BaM: Enabling Accelerator Memory Accesses into the SSD


(Zaid Qureshi, David Min, and Vikram Sharma Mailthody presenting 4/22/20.) 

Storage class memories (SCM) have been considered as a prime candidate to address the growing need for applications’ memory footprint. An ideal SCM for tomorrow’s data center has TBs of memory capacity, has a few hundred nanoseconds to a couple of microsecond latency, is energy efficient, offers high memory parallelism, is scalable and is very cheap. Among the several types of SCM, 3DX-point and Flash have shown promising results.  Compared to 3DX-point, Flash offers higher throughput, thanks to several levels of parallelism, has higher density, consumes very low power per memory access, and is proven to be scalable and cost-efficient.

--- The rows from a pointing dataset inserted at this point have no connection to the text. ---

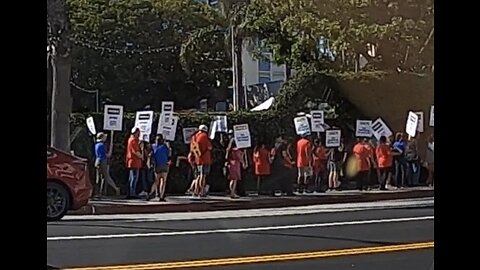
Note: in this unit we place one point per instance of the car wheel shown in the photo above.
(58, 201)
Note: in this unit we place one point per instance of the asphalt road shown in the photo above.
(367, 239)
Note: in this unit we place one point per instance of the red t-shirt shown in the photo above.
(261, 160)
(304, 153)
(362, 153)
(319, 159)
(202, 148)
(133, 145)
(384, 156)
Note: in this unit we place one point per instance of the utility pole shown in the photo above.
(234, 70)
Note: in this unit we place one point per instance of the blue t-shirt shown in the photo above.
(160, 154)
(100, 151)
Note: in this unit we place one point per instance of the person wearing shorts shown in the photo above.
(161, 159)
(304, 162)
(385, 161)
(201, 147)
(336, 158)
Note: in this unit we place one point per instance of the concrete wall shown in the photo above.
(392, 98)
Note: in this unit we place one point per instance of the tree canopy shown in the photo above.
(402, 32)
(129, 50)
(139, 52)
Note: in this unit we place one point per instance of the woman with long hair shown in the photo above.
(234, 162)
(261, 161)
(319, 163)
(161, 159)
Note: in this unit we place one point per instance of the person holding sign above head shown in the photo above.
(234, 162)
(281, 165)
(261, 161)
(101, 164)
(384, 156)
(336, 158)
(134, 159)
(399, 146)
(304, 162)
(362, 155)
(160, 156)
(319, 163)
(201, 147)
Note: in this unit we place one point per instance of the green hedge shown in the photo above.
(263, 125)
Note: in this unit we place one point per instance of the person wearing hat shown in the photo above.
(101, 165)
(134, 159)
(201, 147)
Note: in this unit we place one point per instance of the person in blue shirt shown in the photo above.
(101, 164)
(400, 163)
(160, 157)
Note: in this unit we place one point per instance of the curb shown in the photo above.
(254, 204)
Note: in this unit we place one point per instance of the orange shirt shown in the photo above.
(261, 160)
(362, 154)
(384, 156)
(304, 153)
(201, 141)
(133, 145)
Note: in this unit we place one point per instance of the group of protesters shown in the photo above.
(387, 164)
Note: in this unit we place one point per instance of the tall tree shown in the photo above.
(129, 50)
(60, 48)
(229, 23)
(293, 30)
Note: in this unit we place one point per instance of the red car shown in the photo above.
(68, 183)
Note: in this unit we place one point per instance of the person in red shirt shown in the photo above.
(319, 163)
(202, 150)
(385, 160)
(134, 159)
(362, 155)
(372, 163)
(304, 162)
(261, 162)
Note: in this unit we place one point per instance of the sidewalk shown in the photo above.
(215, 203)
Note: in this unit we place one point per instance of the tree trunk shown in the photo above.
(61, 103)
(239, 73)
(288, 72)
(58, 26)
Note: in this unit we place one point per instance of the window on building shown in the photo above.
(278, 76)
(263, 78)
(264, 63)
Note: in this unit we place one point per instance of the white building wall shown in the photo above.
(259, 71)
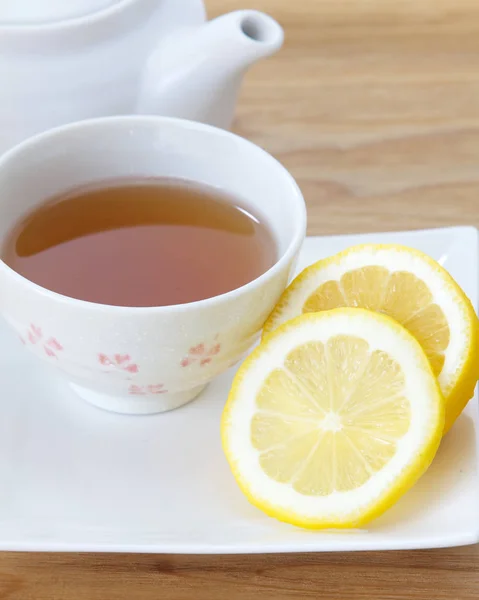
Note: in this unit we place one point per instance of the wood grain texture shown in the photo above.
(374, 107)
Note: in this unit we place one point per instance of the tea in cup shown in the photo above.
(142, 255)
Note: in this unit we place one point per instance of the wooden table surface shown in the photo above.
(374, 107)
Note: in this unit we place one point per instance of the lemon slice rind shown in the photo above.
(415, 450)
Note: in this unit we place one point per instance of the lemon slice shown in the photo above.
(332, 418)
(408, 286)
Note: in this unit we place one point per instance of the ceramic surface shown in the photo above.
(143, 360)
(67, 61)
(78, 478)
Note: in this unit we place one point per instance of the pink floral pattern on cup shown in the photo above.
(201, 354)
(147, 390)
(34, 336)
(118, 362)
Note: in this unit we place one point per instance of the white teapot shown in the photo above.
(68, 60)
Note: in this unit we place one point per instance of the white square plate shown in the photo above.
(76, 478)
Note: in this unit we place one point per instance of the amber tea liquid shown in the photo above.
(147, 242)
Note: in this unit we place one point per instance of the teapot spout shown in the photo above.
(197, 74)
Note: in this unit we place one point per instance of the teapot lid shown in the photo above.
(39, 12)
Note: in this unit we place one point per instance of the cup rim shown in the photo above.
(66, 23)
(287, 255)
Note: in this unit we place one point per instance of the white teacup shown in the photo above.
(145, 360)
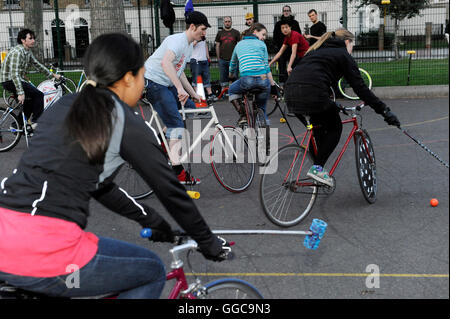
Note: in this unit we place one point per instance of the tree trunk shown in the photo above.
(396, 40)
(33, 21)
(107, 16)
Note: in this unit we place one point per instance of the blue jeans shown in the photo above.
(118, 267)
(246, 83)
(224, 69)
(200, 68)
(165, 101)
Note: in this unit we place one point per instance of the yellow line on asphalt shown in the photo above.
(316, 275)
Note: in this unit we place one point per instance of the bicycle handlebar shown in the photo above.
(352, 109)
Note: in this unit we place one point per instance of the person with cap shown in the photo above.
(278, 38)
(317, 29)
(249, 19)
(168, 87)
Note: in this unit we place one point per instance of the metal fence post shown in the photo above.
(344, 13)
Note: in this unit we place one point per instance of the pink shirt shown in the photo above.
(41, 246)
(302, 44)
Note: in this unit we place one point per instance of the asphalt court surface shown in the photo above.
(400, 235)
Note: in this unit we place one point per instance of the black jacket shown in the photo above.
(54, 177)
(278, 36)
(321, 69)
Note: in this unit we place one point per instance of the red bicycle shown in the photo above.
(287, 195)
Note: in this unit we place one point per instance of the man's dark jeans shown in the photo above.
(34, 99)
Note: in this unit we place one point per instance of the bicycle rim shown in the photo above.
(230, 288)
(366, 166)
(286, 197)
(131, 182)
(10, 131)
(347, 91)
(69, 86)
(232, 161)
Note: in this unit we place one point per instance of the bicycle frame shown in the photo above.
(213, 122)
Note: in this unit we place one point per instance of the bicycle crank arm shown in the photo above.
(263, 232)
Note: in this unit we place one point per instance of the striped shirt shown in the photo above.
(252, 57)
(16, 64)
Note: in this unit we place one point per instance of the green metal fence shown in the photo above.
(65, 28)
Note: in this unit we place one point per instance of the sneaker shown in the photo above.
(186, 179)
(319, 174)
(212, 98)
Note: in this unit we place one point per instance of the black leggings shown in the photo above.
(327, 136)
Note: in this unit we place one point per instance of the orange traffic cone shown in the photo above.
(201, 91)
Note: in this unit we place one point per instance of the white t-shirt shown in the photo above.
(179, 45)
(199, 52)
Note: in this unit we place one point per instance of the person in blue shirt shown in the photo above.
(250, 54)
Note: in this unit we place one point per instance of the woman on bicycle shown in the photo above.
(307, 93)
(253, 60)
(78, 147)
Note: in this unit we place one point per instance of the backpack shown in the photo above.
(167, 13)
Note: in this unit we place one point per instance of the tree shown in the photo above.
(397, 10)
(33, 20)
(107, 16)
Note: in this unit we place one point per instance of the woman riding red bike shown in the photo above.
(78, 148)
(307, 93)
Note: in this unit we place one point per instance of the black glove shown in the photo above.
(223, 253)
(390, 117)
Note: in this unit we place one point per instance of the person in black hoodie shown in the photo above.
(78, 148)
(307, 93)
(278, 38)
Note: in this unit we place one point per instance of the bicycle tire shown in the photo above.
(366, 166)
(262, 131)
(285, 201)
(10, 132)
(234, 174)
(346, 89)
(131, 182)
(230, 288)
(82, 86)
(69, 86)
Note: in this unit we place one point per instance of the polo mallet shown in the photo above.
(425, 148)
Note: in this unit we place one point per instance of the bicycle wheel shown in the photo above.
(131, 182)
(262, 131)
(10, 131)
(287, 195)
(232, 161)
(366, 166)
(347, 90)
(69, 86)
(229, 288)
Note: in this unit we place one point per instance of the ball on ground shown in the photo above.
(434, 202)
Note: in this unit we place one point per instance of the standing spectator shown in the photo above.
(317, 29)
(296, 42)
(446, 32)
(226, 40)
(200, 66)
(278, 38)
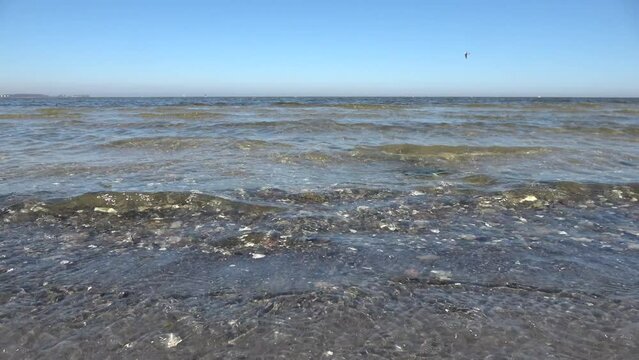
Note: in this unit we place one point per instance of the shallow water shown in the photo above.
(319, 227)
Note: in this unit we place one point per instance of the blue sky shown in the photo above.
(301, 48)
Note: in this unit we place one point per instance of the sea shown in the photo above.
(319, 228)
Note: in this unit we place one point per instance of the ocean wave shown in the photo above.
(445, 152)
(141, 203)
(164, 143)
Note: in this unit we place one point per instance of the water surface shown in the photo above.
(319, 227)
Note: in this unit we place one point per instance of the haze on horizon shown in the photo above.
(323, 48)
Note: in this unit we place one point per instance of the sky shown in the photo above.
(320, 48)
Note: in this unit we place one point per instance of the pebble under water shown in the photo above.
(309, 228)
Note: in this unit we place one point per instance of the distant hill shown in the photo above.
(24, 96)
(36, 96)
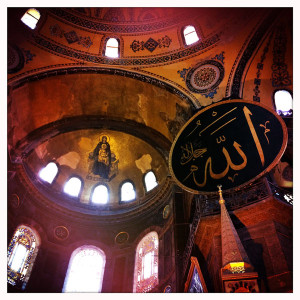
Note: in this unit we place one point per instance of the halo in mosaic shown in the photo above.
(205, 76)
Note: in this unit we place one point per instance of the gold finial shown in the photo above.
(221, 200)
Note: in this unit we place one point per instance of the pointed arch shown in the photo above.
(73, 186)
(190, 35)
(49, 172)
(127, 191)
(150, 181)
(112, 48)
(21, 254)
(85, 271)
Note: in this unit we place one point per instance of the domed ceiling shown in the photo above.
(73, 152)
(65, 94)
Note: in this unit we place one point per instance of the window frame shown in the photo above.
(92, 192)
(56, 175)
(120, 192)
(138, 263)
(81, 187)
(73, 255)
(183, 35)
(274, 103)
(105, 44)
(21, 278)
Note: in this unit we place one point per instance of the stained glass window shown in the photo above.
(150, 181)
(85, 271)
(127, 191)
(31, 17)
(100, 194)
(21, 254)
(283, 102)
(146, 264)
(190, 35)
(73, 186)
(49, 172)
(112, 48)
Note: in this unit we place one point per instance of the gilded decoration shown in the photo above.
(151, 44)
(103, 161)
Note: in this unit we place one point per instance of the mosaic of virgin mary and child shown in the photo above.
(105, 164)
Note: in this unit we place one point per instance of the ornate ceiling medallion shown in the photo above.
(121, 238)
(61, 232)
(205, 77)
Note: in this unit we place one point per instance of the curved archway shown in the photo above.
(85, 271)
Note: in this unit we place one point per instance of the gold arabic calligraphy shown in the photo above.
(230, 164)
(189, 153)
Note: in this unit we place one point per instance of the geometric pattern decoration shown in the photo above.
(71, 36)
(150, 44)
(260, 65)
(146, 264)
(79, 55)
(280, 75)
(205, 76)
(244, 286)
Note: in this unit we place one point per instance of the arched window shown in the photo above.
(127, 191)
(100, 194)
(73, 186)
(190, 35)
(146, 264)
(112, 48)
(283, 102)
(150, 181)
(85, 270)
(49, 172)
(31, 17)
(21, 254)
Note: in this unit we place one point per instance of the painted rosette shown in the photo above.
(205, 77)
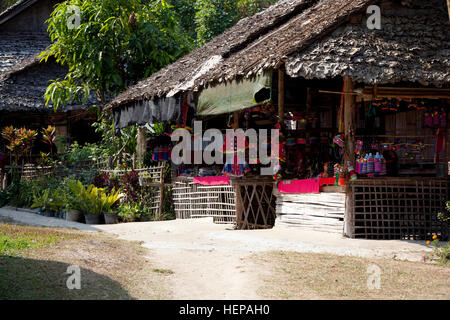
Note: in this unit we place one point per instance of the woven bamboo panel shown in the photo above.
(197, 201)
(397, 208)
(30, 171)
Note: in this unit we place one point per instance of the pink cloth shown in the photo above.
(212, 181)
(300, 186)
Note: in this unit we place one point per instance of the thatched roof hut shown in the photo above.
(24, 79)
(316, 39)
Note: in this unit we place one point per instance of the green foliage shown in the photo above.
(14, 239)
(5, 4)
(20, 141)
(130, 212)
(117, 43)
(41, 200)
(213, 17)
(441, 252)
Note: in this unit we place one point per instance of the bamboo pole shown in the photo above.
(141, 146)
(448, 6)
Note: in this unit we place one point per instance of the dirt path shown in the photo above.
(211, 261)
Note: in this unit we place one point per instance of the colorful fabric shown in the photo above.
(212, 181)
(307, 185)
(299, 186)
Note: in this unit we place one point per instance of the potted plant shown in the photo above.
(74, 200)
(57, 203)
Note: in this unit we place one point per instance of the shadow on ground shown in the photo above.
(29, 279)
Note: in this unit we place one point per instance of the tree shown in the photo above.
(116, 43)
(5, 4)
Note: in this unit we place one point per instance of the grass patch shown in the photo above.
(13, 238)
(293, 275)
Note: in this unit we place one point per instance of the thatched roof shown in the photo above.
(290, 28)
(22, 88)
(17, 48)
(413, 45)
(23, 78)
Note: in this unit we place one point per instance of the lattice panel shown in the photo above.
(397, 209)
(197, 201)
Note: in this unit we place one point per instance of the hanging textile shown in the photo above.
(148, 111)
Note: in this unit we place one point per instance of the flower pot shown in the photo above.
(92, 218)
(111, 218)
(73, 215)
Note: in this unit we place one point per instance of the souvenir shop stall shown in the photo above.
(310, 185)
(233, 192)
(401, 159)
(367, 162)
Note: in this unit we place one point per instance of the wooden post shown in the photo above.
(236, 120)
(141, 146)
(349, 120)
(281, 96)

However, studying Flash as part of the main memory system is challenging as the existing simulators and emulators do not provide the needed flexibility and cannot address practical system-level challenges. In this talk, we will discuss our attempt in modeling an SSD using an FPGA. We show that CPUs offer a very low amount of memory parallelism over PCIe and are inefficient in exploiting the massive parallelism offered by these emerging NVM devices. To increase the memory level parallelism, we connect a GPU with an FPGA. We shall then discuss our learnings and several applications and system-level challenges we encountered.